Добравшись с величайшими усилиями до главного подъезда, наш железнодорожник сунул нас предварительно в каморку кассира, а сам пошел на верхнюю платформу приготовить нам места на переброшенном над поездами мосту. Оттуда публика, не смешиваясь с туземными принцами и не мешая распорядителям и властям, могла видеть, вися на три аршина над платформой, все, что на ней происходит. Пока же, сидя у окошечка, выходящего на крыльцо подъезда, мы имели довольно времени налюбоваться на беспрестанно подъезжавших раджей и, конечно, не теряли времени глазеть на диковинное зрелище…

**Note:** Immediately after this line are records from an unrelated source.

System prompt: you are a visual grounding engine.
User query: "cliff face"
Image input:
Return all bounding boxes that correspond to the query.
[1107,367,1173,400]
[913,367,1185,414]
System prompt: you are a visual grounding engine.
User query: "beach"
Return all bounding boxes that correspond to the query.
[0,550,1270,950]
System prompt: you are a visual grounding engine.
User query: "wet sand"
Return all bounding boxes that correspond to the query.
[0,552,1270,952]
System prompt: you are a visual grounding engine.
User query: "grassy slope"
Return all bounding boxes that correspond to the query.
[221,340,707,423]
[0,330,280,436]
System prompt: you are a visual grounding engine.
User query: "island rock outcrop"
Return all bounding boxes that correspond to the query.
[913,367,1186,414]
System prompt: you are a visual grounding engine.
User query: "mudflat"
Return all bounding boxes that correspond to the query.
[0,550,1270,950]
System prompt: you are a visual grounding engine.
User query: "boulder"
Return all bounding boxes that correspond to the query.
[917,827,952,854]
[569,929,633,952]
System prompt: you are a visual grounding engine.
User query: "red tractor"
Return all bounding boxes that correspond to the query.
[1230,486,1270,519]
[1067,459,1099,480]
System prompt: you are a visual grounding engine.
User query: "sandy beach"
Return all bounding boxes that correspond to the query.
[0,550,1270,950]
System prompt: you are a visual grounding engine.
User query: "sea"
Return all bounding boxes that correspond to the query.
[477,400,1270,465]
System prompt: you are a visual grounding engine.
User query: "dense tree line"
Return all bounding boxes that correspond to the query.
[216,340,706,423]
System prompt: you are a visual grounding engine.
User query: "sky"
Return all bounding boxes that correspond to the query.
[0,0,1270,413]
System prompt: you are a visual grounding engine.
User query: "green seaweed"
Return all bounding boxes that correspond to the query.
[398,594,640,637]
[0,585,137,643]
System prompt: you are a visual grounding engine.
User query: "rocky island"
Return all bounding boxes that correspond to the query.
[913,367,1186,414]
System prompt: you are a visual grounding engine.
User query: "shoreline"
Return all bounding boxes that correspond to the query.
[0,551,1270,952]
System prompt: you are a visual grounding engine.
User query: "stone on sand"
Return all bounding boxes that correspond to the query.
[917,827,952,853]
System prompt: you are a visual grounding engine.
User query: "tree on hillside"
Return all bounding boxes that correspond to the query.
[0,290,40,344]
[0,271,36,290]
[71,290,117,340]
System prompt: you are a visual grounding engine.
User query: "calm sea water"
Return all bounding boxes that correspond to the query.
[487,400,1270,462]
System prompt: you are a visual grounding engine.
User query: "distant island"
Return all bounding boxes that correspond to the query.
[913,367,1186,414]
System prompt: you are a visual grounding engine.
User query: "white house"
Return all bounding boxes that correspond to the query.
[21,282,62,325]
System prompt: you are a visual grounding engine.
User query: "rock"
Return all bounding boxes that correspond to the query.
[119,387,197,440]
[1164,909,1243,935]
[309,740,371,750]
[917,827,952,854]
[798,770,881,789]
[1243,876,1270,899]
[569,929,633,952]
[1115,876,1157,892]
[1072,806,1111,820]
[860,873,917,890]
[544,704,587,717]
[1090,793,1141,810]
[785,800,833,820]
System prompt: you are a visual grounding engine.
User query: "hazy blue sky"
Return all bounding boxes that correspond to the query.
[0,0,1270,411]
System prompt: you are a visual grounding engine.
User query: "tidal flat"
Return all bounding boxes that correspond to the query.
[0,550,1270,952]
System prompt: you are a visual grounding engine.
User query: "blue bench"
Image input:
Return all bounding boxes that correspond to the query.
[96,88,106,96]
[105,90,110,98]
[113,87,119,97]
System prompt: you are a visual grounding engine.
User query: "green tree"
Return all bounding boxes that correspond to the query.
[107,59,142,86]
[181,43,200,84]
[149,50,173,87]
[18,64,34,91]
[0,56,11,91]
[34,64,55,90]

Пред нами огромный двор, наполненный разряженными «царскими» слонами. В длинных до земли попонах из золотой парчи, вышитой жемчугом и драгоценными каменьями, с золотыми, украшенными изумрудами, кольцами в огромных хлопающих ушах и на конце хобота, с пучками великолепнейших магнолий и страусовых перьев на голове и у корня хвоста, эти дюжие животные представляли для нас, невинных западников, самое оригинальное, диковинное в мире зрелище… За одною слонихой необычайного роста бежал ее слоненок, несущий на спине длинную лестницу из чистого серебра, по которой его хозяин раджа, готовясь садиться в башню, влезал на его гигантскую родительницу. Слонов во дворе было так много, что не было возможности разглядеть даже половину. Некоторые из хáуд были закрыты от солнца красными бархатными занавесками с богатою золотой вышивкой, тогда как сами слоны буквально исчезали под чапраками из такого же бархата, с золотыми вышитыми на нем цветами; каждая из попон стоила в Индии, где ручная работа почти ничего не стоит, от 5 000 до 10 000 рупий! У многих слонов их умные, важные лица были разрисованы геометрическими фигурами, линиями и звездами, перемешанными с астрологическими знаками, от дурного глаза. Почти у всех на толстых ногах красовались дорогие браслеты из золота, серебра и драгоценных камней, а на конце клыков были надеты золотые шарики, величиною с яблоко, у других весь лоб до глаз и крестец были покрыты золотою сеткой с каменьями. На слоне магараджи Кашмирского было навешено на 250 000 рупий одних драгоценностей! Его колье из чистого золота, ниспадающее на всю грудь слона бесчисленными монетами, и в несколько аршин в окружности, охватывало его толстую шею кольцами величиною в московский бублик; а его махут (возница), сидящий между ушей животного, словно человеческая бородавка, колотил его голову острою булавой из чистого золота, украшенною бирюзой и крупным жемчугом. На каждом слоне была или башня или же открытое сидение в виде двухместного задка фаэтона. Хауда на вице-королевском слоне, самом огромном изо всех слонов на дурбаре, была из чистого серебра с золотыми украшениями и стоила казне 25 000 рупий…
Касательно невежливых «кораблей пустыни», их было гораздо меньше, нежели слонов, но и эти горбатые существа были не менее разряжены. У одного оба горба были покрыты парчой, вышитою шелками и жемчугом; на уродливой морде сияла узда с золотою насечкой, а на макушке красовалась золотая коронка. У магараджи Путтиалы был целый артиллерийский верблюжий полк. Как животные, так и их ездоки, одеты в красные с желтым мундиры и чепраки. Говорят, что этот полк из самых полезных и бравых. Каждый артиллерист имеет пред собою длинную винтовку, приделанную к передней шишке седла на вертлюге и крутящуюся по всем направлениям. По словам очевидца, бомбардир, сидя верхом между двумя горбами, заряжает и стреляет из этой винтовки с удивительной быстротой и великим риском прострелить голову своему верблюду.
«Эти послушные животные, – описывает офицер, видавший их в деле, – движутся учащенною рысью, один за другим, далеко вытянув вперед шею, словно гонимое мальчиком стадо глупых гусей. Но при первом тихо произнесенном их седоком слове верблюд останавливается как вкопанный, и, услышав в двух вершках от головы свист пули и выстрел, он снова пускается во всю прыть, делая по пятнадцати миль в час».